What's this got to do with joy you ask? Don't worry I'm getting there! The opposite of the adaptive child is the free child. The child that does things because they want to, because it makes them happy and don't worry so much about the consequences and whether things have a purpose beyond just being fun.
Imagine painting as a kid and not doing it because you needed to learn how to draw but doing it because you like the way the colours look on the page, the feel of the paint on your hands, the sensation of sharing time with your loved ones even if the end result is a total mess because the only purpose was to have fun. That's the free child in action.

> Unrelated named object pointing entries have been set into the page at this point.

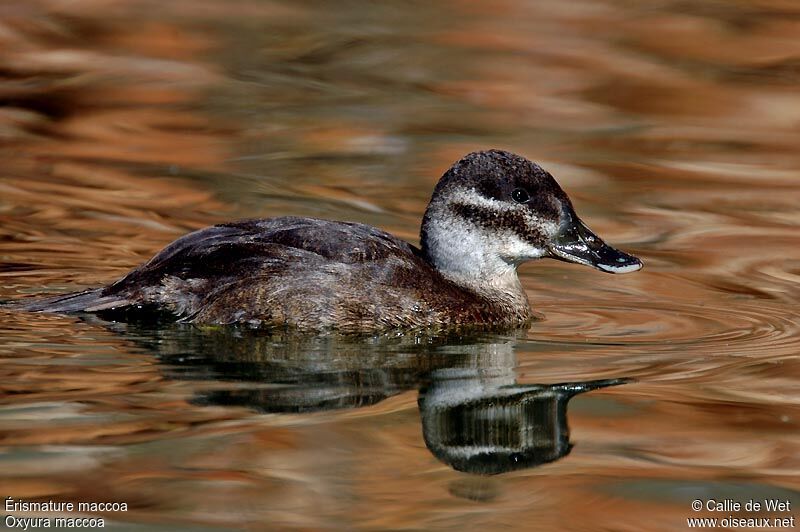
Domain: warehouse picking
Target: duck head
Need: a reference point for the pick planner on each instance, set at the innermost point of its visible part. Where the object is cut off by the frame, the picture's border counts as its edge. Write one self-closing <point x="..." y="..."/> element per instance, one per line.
<point x="493" y="210"/>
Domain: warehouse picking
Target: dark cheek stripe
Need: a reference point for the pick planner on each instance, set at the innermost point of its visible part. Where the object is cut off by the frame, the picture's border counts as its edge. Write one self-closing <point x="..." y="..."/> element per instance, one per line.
<point x="496" y="220"/>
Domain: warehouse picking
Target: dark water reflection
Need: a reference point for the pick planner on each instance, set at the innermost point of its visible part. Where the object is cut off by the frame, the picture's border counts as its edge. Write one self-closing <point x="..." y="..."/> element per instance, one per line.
<point x="673" y="125"/>
<point x="474" y="415"/>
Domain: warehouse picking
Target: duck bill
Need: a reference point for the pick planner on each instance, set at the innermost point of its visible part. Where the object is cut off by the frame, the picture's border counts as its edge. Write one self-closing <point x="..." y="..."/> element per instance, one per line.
<point x="577" y="243"/>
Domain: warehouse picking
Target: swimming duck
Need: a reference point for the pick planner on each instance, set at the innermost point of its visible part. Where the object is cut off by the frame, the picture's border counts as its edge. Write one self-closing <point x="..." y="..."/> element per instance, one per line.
<point x="490" y="212"/>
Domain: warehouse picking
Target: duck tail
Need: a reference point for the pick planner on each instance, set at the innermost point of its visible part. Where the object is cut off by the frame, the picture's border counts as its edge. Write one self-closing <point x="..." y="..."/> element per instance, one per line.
<point x="86" y="301"/>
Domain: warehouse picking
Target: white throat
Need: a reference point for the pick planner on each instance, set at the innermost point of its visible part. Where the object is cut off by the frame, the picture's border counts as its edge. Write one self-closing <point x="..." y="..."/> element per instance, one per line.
<point x="469" y="256"/>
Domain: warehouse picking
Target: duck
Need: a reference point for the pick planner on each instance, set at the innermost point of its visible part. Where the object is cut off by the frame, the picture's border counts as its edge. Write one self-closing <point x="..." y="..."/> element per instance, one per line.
<point x="490" y="212"/>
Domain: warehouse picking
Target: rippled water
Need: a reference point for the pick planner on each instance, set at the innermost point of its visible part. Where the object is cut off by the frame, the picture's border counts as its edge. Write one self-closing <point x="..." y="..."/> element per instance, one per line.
<point x="673" y="126"/>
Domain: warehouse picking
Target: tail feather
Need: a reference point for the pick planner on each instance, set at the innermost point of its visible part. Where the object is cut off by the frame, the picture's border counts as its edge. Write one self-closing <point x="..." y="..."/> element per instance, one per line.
<point x="86" y="301"/>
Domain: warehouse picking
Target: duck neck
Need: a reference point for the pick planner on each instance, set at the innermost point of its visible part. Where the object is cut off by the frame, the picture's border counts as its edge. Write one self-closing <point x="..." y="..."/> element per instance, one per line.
<point x="463" y="255"/>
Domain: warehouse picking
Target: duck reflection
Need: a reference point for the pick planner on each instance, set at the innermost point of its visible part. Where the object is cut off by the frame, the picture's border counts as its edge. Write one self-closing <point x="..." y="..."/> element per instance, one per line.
<point x="475" y="417"/>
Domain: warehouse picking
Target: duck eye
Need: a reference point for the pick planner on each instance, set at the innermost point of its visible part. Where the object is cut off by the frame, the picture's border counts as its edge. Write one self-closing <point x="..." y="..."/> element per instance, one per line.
<point x="520" y="195"/>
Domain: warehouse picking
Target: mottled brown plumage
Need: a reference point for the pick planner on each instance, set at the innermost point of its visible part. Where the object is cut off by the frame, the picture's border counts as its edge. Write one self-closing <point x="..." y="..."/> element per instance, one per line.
<point x="316" y="275"/>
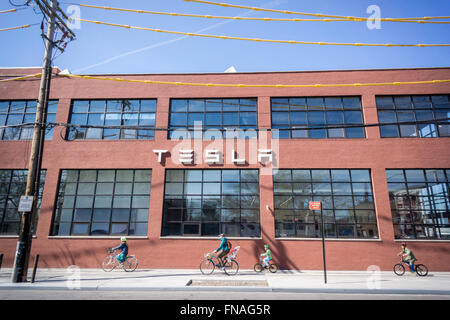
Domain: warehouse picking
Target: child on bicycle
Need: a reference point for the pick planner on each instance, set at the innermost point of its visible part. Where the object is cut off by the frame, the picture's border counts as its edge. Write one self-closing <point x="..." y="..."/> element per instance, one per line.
<point x="267" y="255"/>
<point x="224" y="247"/>
<point x="408" y="256"/>
<point x="124" y="247"/>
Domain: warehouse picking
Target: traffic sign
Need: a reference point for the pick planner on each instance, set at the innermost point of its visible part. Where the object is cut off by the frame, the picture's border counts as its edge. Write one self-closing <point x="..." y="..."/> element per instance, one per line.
<point x="25" y="204"/>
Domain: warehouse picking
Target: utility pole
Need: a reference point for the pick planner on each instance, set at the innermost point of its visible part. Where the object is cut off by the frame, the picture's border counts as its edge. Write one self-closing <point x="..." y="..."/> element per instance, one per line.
<point x="23" y="249"/>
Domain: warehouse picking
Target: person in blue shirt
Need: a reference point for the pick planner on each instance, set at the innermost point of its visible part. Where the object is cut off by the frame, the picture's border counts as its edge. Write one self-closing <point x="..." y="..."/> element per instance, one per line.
<point x="124" y="247"/>
<point x="224" y="247"/>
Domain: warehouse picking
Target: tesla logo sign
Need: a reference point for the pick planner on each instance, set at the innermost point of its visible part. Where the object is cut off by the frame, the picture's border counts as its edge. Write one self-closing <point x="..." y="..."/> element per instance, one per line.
<point x="315" y="205"/>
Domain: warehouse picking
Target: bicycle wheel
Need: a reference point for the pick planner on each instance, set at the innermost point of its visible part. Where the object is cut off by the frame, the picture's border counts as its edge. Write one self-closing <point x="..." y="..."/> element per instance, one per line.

I realised that I for most of my life I've done things because it's the right thing to do or it was good for me. I ran because 'it'd be good for weight loss', I helped out in church groups not because I enjoyed it but because it was expected. I said yes to projects or meetings or lunches that I didn't really have an interest in because it made someone else happy and in my mind their needs were more important than my own. Self-sacrificing service was the purpose of life, not to care for your own needs.
I had absolutely zero free child response. I could not remember that last time I did something purely because I wanted to and I'd love it without thinking about if it made other people happy or whether it served another purpose.
I talked a lot with Beth and discovered that this was something she really struggled with too, I won't talk again about religion here but I suspect that had something to do with it for both of us!
We were reluctant to try new things for fear of disappointment especially if we didn't know if we'd like it because doing things for ourselves became so rare that to use an opportunity on something that ended up a disappointment was too high risk. We were never silly because what would others think? We agreed that in order to find joy and let our inner free children discover themselves something needed to change.
So we started the 'Say Yes' campaign with each other. Do things because we can even if don't know if we'll like it because you never know we might end up enjoying ourselves. I got my 'colours done', we went to see Rachel Parris, I had a trans shower. We went to see musicals we didn't know the soundtrack to beforehand, we did Go Ape, I got my ears pierced, we went on a little miniature train without any children with us. We dressed as witches and went to Haworth for Halloween!

These all may seem like small things but they are all things we'd have said no to before because we weren't absolutely sure we'd enjoy them and how could we justify the expenditure if it didn't have a purpose?
The pursuit of joy is not a passive thing that will happen to you, you have to actively seek it.

I still didn't have a hobby that had quite clicked though - that allowed me to pursue it with gay abandon, to geek out intellectually and test myself physically all things I liked to do. That takes me to February this year and the end of part 1.
It may seem like a very long winded way to say, 'you should all do nice things' but I can't tell you how much work I've had to do to see my own pursuit of joy as a key part of life not just something that is selfish.
When was the last time you did something because of the sheer pleasure it brought you without guilt or fear about what you 'should' be doing instead? I'd love to hear what you all get up to to find your joy!